The pope on Catholic education
"In regard to faculty members at Catholic colleges universities, I wish to reaffirm the great value of academic freedom. In virtue of this freedom you are called to search for the truth wherever careful analysis of evidence leads you. Yet it is also the case that any appeal to the principle of academic freedom in order to justify positions that contradict the faith and the teaching of the Church would obstruct or even betray the university's identity and mission; a mission at the heart of the Church's munus docendi and not somehow autonomous or independent of it.

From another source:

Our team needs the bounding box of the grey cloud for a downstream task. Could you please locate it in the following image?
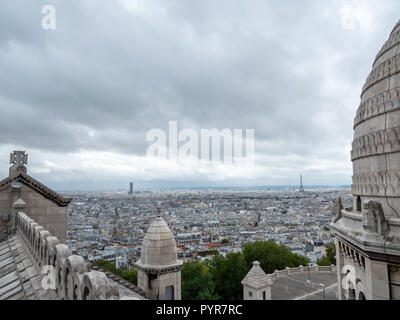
[0,0,398,188]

"Teachers and administrators, whether in universities or schools, have the duty and privilege to ensure that students receive instruction in Catholic doctrine and practice. This requires that public witness to the way of Christ, as found in the Gospel and upheld by the Church's Magisterium, shapes all aspects of an institution's life, both inside and outside the classroom. Divergence from this vision weakens Catholic identity and, far from advancing freedom, inevitably leads to confusion, whether moral, intellectual or spiritual."